Speaker segmentation has sometimes been referred to as speaker change detection and is closely related to acoustic change detection. For a given speech/audio stream, speaker segmentation/ change detection systems find the times when there is a change of speaker in the audio. On a more general level, acoustic change detection aims at finding the times when there is a change in the acoustics in the recording, which includes speech/non-speech, music/speech and others. Acoustic change detection can detect boundaries within a speaker turn when the background conditions change.
Although erroneously, the term ``speaker segmentation'' has sometimes been used instead of speaker diarization for systems performing both a segmentation into different speaker segments and a clustering of such segments into homogeneous groups. As it will be pointed out later on, many systems obtain a speaker diarization output by means of first performing a speaker segmentation and then grouping the segments belonging to the same speaker. Other times this distinction is not so clear as segmentation and clustering are mixed together. In this thesis a system will be said to perform speaker segmentation when all frames, assigned to any particular speaker ID, are contiguous in time. Otherwise the system will be said to perform speaker segmentation and clustering (or equivalently speaker diarization).

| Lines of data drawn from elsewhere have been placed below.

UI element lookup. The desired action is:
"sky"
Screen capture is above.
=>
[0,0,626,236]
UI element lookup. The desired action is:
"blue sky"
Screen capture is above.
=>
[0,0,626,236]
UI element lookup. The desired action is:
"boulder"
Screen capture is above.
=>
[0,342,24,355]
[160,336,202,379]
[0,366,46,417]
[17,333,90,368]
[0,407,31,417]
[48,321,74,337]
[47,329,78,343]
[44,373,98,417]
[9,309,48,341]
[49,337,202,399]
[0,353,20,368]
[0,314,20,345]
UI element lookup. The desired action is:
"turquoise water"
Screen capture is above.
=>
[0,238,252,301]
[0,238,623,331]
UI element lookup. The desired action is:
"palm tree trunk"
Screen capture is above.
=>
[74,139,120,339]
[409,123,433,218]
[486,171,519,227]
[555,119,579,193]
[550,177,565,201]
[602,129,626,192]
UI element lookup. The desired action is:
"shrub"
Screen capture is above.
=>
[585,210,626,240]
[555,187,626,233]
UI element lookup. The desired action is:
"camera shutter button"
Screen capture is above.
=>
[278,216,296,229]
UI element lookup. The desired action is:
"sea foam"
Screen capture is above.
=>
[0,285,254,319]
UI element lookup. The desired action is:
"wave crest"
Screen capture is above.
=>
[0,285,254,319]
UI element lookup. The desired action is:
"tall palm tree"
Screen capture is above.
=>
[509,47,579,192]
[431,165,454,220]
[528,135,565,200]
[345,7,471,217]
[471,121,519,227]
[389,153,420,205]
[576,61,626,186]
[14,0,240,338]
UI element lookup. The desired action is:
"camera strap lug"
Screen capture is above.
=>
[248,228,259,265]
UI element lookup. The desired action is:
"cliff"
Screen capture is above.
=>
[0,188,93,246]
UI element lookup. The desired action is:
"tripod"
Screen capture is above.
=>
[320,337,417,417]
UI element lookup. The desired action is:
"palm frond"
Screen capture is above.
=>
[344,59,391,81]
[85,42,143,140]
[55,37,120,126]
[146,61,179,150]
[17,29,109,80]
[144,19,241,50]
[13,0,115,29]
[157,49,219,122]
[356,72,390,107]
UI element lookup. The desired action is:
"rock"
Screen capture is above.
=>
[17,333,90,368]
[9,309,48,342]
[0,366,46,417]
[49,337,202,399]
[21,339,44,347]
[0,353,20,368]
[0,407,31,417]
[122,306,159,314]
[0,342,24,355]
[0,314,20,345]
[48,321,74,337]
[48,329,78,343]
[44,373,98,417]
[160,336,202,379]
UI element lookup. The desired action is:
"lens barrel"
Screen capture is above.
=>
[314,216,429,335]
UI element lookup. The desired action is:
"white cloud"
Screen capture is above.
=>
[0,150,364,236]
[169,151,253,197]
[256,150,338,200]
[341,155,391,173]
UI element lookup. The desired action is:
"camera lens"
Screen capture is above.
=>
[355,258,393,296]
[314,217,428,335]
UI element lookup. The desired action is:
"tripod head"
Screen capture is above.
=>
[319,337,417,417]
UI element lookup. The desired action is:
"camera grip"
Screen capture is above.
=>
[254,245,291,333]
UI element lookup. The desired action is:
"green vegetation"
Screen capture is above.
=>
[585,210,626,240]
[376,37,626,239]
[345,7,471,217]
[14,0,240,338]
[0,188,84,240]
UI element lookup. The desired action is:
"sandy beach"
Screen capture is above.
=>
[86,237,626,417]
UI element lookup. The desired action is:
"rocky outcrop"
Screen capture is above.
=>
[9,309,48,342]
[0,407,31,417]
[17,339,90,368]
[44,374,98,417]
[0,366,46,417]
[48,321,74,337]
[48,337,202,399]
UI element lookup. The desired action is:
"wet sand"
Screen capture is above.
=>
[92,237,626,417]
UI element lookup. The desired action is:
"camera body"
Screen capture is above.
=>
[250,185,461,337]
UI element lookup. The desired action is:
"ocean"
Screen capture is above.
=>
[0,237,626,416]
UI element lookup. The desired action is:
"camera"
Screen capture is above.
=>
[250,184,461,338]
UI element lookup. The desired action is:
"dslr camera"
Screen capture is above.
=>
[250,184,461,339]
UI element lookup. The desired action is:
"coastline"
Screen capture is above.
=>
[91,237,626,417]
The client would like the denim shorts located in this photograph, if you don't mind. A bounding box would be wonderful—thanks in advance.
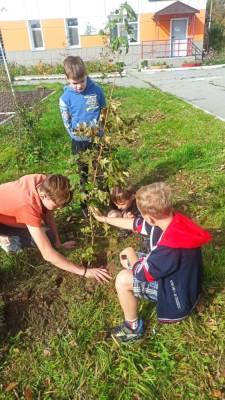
[133,276,158,301]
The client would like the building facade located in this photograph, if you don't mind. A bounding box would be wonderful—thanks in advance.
[0,0,206,65]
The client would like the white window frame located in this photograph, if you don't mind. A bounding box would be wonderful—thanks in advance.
[27,19,45,51]
[117,18,139,46]
[64,17,80,49]
[170,17,189,58]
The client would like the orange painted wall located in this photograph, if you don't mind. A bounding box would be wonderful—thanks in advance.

On a very general level, two main types of speaker segmentation systems can be found in the bibliography. The first kind are systems that perform a single processing pass of the acoustic data, from where the change-points are obtained. A second broad class of systems are those that perform multiple passes, refining the decision of change-point detection on successive iterations. This second class of systems include two-pass algorithms where in a first pass many change-points are suggested (more than there actually are, therefore with a high false alarm error rate) and in a second pass such changes are reevaluated and some are discarded. Also part of the second broad class of systems are those that use an iterative processing of some sort to converge into an optimum speaker segmentation output. Many of the algorithms to find the change-points reviewed in this section (including all of the metric-based techniques) can either work alone or in a two-step system together with another technique.

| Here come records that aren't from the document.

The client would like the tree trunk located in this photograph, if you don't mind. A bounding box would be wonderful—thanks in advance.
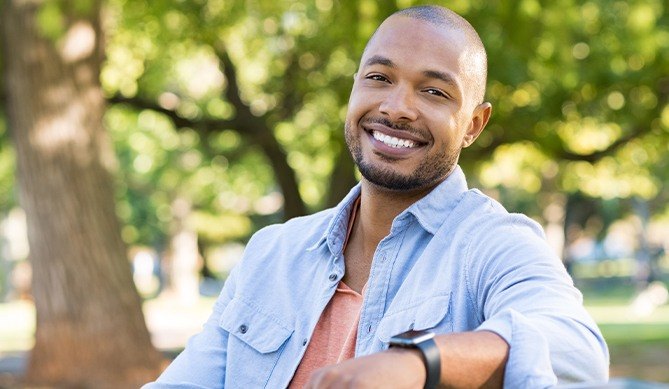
[2,0,161,388]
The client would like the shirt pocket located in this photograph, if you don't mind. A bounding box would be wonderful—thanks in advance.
[376,293,453,344]
[220,298,293,388]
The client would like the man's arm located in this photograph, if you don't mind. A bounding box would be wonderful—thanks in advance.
[306,331,509,388]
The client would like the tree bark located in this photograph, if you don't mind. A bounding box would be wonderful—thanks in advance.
[2,0,162,388]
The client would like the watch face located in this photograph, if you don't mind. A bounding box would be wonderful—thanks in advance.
[390,330,434,346]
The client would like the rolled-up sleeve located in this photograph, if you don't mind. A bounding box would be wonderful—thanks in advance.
[469,217,609,388]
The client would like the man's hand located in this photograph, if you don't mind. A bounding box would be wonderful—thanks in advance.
[305,348,426,389]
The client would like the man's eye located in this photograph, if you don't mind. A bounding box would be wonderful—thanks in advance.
[367,74,388,82]
[425,88,449,99]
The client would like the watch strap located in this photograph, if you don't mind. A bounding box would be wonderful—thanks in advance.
[416,338,441,389]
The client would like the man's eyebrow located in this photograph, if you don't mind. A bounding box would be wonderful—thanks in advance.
[365,55,395,68]
[423,70,459,87]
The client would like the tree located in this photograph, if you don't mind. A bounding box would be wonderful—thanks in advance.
[2,0,161,387]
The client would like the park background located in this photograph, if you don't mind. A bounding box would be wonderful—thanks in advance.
[0,0,669,388]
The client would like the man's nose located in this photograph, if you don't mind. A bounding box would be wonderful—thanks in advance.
[379,85,418,121]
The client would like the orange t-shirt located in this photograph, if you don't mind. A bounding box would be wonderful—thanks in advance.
[288,281,362,389]
[288,197,366,389]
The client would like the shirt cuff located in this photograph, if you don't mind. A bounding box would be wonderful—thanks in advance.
[476,309,557,388]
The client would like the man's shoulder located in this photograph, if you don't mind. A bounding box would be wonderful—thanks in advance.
[249,208,335,245]
[458,189,543,236]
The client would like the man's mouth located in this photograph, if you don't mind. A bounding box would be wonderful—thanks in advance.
[372,131,418,149]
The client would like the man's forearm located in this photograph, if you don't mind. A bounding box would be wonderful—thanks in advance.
[435,331,509,388]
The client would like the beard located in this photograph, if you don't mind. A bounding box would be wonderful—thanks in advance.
[344,119,460,191]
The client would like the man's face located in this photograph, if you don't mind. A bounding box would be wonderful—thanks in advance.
[345,16,487,191]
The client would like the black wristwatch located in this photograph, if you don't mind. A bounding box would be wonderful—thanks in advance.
[389,330,441,389]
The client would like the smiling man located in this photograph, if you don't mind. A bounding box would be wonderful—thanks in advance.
[147,6,608,388]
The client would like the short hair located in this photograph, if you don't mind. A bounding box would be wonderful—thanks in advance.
[367,5,488,103]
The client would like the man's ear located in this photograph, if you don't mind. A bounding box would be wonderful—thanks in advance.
[462,102,492,149]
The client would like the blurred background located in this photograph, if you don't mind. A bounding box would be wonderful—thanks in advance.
[0,0,669,387]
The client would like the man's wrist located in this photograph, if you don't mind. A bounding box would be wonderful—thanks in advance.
[390,330,441,389]
[386,347,427,385]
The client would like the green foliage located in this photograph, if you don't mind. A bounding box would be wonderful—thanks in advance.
[0,0,669,252]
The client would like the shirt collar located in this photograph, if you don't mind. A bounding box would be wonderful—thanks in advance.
[308,166,468,255]
[308,183,361,254]
[400,165,468,235]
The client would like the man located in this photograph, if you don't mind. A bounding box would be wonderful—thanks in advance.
[144,6,608,388]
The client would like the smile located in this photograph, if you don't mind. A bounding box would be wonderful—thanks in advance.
[372,131,417,149]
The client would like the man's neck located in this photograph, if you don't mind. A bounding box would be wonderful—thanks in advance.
[344,179,433,292]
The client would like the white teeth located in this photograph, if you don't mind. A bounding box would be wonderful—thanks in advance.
[372,131,416,148]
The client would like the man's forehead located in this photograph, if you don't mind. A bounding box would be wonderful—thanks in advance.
[361,15,467,65]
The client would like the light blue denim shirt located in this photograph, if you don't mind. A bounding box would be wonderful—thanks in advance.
[145,167,609,389]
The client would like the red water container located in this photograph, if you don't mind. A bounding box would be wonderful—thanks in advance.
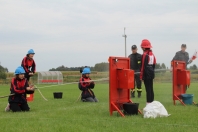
[26,94,34,102]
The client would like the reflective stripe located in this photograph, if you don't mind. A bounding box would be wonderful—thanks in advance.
[137,88,142,92]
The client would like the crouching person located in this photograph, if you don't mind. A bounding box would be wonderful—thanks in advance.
[78,67,98,102]
[7,66,34,112]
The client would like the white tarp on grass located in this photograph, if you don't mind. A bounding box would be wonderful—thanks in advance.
[143,101,170,118]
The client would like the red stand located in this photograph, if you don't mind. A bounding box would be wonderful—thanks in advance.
[172,61,190,106]
[109,57,142,117]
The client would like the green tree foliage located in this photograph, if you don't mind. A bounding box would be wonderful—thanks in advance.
[49,62,109,72]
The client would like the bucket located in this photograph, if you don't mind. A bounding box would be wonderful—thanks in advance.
[123,103,139,115]
[54,92,63,99]
[181,94,194,105]
[26,94,34,102]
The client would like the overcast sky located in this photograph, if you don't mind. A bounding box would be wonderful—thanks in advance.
[0,0,198,71]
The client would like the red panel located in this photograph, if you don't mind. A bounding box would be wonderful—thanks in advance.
[109,57,140,116]
[172,61,190,105]
[117,69,134,89]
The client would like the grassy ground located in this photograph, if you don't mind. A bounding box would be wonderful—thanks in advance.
[0,83,198,132]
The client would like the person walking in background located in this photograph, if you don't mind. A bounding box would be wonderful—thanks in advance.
[140,39,156,104]
[128,45,142,98]
[21,49,36,82]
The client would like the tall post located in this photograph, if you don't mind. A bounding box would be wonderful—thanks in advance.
[122,27,127,57]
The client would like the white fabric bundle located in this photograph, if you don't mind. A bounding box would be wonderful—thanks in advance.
[143,101,170,118]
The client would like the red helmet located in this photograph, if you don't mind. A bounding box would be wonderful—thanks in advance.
[141,39,152,48]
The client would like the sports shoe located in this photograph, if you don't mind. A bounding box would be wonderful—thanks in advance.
[5,103,10,112]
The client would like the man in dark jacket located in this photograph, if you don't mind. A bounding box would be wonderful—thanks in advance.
[140,39,156,104]
[129,45,142,98]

On another level, a general classification of the methods available for speaker segmentation will be used in this section to describe the different algorithms available. In the bibliography (Ajmera (2004), Kemp et al. (2000), Chen et al. (2002), Shaobing Chen and Gopalakrishnan (1998), Perez-Freire and Garcia-Mateo (2004)) three groups are defined: metric-based, silence-based and model-based algorithms. In this thesis this classification will be augmented with a fourth group (called ``others'') to amalgamate all other techniques that do not fit any of the three proposed classes. In the next section the metric-based techniques are reviewed in detail and in 2.2.2 the other three groups are treated.